Adını tüm dünyaya en büyük Ar-Ge merkezlerinden biri olarak lanse ettiren Xerox Parc‘a, teknolojik gelişimlerin merkezidir diyebiliriz. Otonom araçlarda gelinen noktalara baktığımızda; Tesla’nın daha çok geliştirdiği bu sistemlere karşı Toyota, uzun süredir yaptığı bu programlarda üst seviyeye gelmeyi başardı. Kendi kendine gidebilen sürüş teknolojisinde biliyoruz ki nesnelerin algılanması, tepki süreleri, analiz hızları vb. durumlar genel otonom sürüşün yapılabilmesi için gerekli olanlar.
Ancak bazı durumlarda araçların görme menzilleri, cisimleri sağlıklı şekilde algılayamamasına neden oluyor. İşte tam da bu konu üzerine firma, tarama alanlarını genişleterek farklı dalgalı anten geliştirdi.
Digital Eye adındaki sistem; uzaktaki cisimleri daha iyi algılayacak ve birbirleri arasındaki boyutsal farkları daha iyi analiz edebilecek.

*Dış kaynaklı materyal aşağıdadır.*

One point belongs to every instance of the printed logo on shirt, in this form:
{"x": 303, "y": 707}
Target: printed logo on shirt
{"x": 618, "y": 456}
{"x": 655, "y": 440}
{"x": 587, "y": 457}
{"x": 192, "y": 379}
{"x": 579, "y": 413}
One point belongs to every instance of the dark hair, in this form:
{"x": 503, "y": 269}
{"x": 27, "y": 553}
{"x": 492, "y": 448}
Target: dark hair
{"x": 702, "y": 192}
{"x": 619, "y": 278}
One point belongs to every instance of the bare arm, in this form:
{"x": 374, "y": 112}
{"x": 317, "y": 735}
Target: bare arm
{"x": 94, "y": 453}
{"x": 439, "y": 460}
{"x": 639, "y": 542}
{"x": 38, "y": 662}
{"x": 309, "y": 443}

Otonoma destek gördüğümüz gibi Xerox Parc ile birlikte Metawave‘den geldi. Böylelikle radar teknolojisinin uçaklarda olduğu gibi günlük yaşantımızda kullandığımız otomobillere de entegre edileceğini anladık. Ve, Matewawe gibi bir şirketin kuracağı ortaklıklar ve sistem yayması durumunda, dünyada sözü geçen şirketler arasında pozisyon bulacaktır.
Metawave CEO’su Maha Achour; “Metawave, yapay zeka ve metamalzemeler üzerine devrim niteliğinde kablosuz teknoloji çözümleri üretmeyi hedefleyen start up bir şirket. Metawave’i adaptif metamalzemeler ve yapay zeka kullanarak, kablosuz teknolojilere boyut atlatmak için kurduk. Teknolojimiz otomotiv endüstrisinin radarlar hakkındaki düşüncelerini kökten değiştirecek. Şirket olarak misyonumuz gerçek 3 boyutlu görüntü sağlayabilen, Araçtan Altyapıya (V2I) ve Araçtan Araca (V2V) iletişim gerçekleştirebilen yüksek zekalı ve performanslı otomobil radarları üretmek” dedi. V2I ve V2V iletişim içeriğinin benzerini Mercedes’te görmüştük.